Senti escoar por meus dedos,
A fragilidade de seu corpo,
O perfume de seus cabelos,

A beleza de seu sorriso.
Ouvi o salto tocar o chão,
Cada vez para mais longe,
Como o som marcante,
De uma marcha fúnebre,
Selando a morte entre nós.
Ela se foi deixando saudade,
E meu corpo frio, exaltava a morte,
Enquanto meus olhos marejavam,
A quentura de toda minha paixão.
A porta se fechou e eu ali, inerte,
Sem qualquer razão de seguir em frente,
Pois aquela mulher me roubara,
Parte da alma sem a qual não poderei de novo amar.
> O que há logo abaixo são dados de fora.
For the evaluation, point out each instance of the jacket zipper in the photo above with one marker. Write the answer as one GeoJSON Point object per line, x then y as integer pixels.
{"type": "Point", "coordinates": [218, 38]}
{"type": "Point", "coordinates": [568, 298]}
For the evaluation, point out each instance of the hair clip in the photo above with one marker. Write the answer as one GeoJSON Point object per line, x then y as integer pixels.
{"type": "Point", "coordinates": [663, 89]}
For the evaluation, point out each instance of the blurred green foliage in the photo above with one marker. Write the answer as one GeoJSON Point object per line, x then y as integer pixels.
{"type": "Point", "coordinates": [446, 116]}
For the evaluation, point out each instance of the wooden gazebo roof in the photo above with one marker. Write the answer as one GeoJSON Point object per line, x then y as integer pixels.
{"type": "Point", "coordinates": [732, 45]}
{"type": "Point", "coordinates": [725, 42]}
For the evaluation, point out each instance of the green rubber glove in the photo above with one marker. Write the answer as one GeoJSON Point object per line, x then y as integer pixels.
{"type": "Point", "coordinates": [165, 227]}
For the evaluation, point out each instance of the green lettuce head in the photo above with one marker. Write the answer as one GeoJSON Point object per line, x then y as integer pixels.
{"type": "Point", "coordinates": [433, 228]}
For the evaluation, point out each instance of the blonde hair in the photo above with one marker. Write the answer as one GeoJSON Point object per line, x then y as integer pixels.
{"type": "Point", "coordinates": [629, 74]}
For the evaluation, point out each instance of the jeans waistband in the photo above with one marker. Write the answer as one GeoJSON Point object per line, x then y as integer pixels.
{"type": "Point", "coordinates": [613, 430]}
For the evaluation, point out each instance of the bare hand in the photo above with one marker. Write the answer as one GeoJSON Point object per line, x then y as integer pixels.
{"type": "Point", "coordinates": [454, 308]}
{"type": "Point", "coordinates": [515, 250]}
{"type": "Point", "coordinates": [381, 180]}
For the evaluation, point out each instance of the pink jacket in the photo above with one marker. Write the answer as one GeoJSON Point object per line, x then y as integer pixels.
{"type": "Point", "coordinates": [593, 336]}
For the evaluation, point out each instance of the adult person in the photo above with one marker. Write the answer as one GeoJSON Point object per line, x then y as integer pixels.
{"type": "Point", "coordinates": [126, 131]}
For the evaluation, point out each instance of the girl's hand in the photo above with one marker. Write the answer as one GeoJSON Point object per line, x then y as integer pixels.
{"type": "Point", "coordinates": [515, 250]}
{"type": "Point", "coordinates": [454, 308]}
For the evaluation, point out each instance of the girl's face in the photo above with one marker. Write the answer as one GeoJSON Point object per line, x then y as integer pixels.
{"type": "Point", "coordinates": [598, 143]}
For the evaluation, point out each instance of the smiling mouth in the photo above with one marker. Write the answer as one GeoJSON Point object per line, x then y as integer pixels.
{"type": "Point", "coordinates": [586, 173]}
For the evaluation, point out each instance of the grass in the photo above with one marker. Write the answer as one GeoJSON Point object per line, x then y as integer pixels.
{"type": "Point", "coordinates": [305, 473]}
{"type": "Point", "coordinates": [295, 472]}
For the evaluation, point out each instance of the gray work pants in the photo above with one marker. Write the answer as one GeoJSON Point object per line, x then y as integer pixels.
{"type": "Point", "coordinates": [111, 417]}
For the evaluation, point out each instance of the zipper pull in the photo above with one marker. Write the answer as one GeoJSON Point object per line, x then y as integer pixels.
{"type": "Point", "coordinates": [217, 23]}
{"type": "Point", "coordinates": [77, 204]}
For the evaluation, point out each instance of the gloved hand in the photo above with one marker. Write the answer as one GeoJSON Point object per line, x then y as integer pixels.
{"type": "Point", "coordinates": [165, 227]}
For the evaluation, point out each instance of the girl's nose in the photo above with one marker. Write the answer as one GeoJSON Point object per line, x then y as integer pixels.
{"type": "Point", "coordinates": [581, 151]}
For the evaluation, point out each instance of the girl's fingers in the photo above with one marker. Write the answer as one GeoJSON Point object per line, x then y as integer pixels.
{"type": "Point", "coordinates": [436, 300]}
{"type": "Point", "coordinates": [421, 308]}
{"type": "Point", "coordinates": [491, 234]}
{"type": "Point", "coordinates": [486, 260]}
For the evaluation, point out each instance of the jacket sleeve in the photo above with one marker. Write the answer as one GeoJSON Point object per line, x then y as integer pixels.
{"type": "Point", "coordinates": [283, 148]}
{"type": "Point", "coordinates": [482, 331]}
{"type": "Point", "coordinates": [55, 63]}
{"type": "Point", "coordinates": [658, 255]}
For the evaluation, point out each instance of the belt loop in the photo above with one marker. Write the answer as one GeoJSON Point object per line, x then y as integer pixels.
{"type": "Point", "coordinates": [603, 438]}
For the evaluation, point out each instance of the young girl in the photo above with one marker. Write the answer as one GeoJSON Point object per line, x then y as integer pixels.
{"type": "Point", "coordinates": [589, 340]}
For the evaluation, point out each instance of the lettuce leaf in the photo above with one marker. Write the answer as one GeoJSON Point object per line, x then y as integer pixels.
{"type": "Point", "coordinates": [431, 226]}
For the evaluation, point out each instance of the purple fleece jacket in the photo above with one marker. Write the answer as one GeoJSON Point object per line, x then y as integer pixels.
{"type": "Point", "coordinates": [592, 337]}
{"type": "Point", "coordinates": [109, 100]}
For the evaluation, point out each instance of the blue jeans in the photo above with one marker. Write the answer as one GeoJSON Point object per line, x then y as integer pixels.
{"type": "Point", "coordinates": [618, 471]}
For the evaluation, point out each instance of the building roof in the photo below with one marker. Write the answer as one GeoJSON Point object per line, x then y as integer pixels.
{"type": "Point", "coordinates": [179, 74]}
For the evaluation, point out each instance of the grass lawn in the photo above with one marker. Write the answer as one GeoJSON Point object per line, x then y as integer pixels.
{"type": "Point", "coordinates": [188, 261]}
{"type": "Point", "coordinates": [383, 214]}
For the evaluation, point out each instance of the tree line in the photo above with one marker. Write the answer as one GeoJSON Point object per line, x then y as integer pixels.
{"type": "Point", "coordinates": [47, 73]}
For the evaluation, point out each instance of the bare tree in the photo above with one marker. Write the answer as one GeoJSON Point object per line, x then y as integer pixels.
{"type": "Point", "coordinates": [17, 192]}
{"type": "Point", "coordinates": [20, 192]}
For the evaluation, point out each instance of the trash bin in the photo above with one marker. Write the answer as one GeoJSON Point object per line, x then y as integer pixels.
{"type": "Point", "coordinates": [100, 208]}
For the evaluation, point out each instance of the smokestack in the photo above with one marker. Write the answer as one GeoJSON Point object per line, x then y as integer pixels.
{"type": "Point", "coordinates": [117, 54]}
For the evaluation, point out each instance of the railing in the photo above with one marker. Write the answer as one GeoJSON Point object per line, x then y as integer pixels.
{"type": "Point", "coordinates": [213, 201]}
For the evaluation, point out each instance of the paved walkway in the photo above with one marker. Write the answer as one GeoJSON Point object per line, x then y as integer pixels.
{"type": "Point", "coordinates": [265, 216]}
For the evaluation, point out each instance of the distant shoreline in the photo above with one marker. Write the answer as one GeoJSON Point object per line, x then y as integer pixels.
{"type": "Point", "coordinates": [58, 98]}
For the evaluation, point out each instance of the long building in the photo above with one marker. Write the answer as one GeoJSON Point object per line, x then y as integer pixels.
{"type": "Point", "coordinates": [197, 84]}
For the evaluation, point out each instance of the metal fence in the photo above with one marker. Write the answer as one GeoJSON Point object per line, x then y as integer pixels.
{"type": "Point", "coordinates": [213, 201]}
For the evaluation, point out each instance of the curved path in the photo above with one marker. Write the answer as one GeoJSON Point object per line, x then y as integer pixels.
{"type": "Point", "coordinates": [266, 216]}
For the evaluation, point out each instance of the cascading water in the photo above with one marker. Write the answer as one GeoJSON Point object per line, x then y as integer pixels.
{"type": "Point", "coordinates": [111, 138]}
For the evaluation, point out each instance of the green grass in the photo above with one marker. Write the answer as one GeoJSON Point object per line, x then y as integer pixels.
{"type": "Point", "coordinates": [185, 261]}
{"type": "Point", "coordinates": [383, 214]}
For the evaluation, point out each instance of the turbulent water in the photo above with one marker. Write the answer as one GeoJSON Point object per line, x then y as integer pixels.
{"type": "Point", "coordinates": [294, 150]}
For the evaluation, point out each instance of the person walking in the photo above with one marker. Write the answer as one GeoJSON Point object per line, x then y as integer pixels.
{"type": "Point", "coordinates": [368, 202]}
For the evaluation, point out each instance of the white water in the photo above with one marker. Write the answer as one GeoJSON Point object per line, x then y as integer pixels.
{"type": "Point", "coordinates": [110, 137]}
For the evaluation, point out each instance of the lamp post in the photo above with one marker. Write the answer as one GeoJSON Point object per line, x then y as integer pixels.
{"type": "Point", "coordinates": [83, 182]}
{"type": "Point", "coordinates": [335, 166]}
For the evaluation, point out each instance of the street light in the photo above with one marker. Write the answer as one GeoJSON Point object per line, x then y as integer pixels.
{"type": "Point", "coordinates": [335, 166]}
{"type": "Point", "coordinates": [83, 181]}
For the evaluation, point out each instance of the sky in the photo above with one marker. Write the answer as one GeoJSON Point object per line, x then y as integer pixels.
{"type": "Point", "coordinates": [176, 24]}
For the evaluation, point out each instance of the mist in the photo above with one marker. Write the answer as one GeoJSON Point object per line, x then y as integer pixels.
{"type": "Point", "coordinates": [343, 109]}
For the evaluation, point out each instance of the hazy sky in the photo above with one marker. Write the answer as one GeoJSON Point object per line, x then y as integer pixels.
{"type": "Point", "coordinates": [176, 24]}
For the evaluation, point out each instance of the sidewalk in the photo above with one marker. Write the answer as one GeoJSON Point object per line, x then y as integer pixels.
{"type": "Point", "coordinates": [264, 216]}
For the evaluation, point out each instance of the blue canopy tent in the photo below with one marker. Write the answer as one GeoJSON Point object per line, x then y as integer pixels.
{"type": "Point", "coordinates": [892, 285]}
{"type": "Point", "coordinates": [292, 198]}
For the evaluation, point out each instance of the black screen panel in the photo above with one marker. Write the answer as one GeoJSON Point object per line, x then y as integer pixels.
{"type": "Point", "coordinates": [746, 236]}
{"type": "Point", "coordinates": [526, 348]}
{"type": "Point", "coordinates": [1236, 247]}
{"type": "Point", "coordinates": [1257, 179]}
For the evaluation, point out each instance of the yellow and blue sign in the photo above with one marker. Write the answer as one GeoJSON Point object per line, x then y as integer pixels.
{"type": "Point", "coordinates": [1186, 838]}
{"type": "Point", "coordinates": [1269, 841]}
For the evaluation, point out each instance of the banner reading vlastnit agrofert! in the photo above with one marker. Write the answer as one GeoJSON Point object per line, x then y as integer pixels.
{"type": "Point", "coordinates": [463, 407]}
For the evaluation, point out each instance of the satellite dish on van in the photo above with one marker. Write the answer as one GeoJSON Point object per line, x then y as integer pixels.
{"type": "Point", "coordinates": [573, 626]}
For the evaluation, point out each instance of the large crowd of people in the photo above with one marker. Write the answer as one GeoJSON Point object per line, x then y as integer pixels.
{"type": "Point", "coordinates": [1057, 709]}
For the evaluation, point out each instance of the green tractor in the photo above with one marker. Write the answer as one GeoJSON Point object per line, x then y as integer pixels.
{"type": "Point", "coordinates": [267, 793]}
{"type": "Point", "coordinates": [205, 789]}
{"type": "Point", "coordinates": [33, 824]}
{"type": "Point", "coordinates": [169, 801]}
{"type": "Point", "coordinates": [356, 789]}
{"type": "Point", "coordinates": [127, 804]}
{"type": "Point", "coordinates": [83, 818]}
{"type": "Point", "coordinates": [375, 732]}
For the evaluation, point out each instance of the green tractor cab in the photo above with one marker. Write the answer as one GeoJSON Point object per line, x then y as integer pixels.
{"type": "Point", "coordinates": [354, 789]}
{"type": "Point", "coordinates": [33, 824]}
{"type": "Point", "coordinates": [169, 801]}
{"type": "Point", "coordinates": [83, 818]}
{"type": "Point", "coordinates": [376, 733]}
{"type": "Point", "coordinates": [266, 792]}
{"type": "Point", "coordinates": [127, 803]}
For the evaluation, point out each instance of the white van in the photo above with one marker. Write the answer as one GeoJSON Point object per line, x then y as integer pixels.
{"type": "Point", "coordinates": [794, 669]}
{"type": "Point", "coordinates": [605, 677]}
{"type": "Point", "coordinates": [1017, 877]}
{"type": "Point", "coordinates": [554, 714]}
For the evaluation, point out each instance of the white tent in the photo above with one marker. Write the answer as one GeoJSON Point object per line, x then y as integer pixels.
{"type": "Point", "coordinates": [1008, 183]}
Ainda sinto as unhas doerem,
Após cravadas sobre seus músculos.
O homem viril a quem amo,
Hoje inerte, despediu-se de mim.
Bati a porta após impropérios,
Fugidos de minha boca,
E me afastei tentando manter a pose,
Falsa dignidade de quem vai embora,
Sem olhar pra trás, sem deixar rastros.
Hoje doei o mais sombrio de mim,
Ataquei-o fisicamente, feri-lhe a alma,
Derrotando-lhe a pretensa força.
Não tenho orgulho do feito,
Não sei ao certo o que sinto,
O tempo me trará saudades,
O tempo ensinará que não se colam cacos.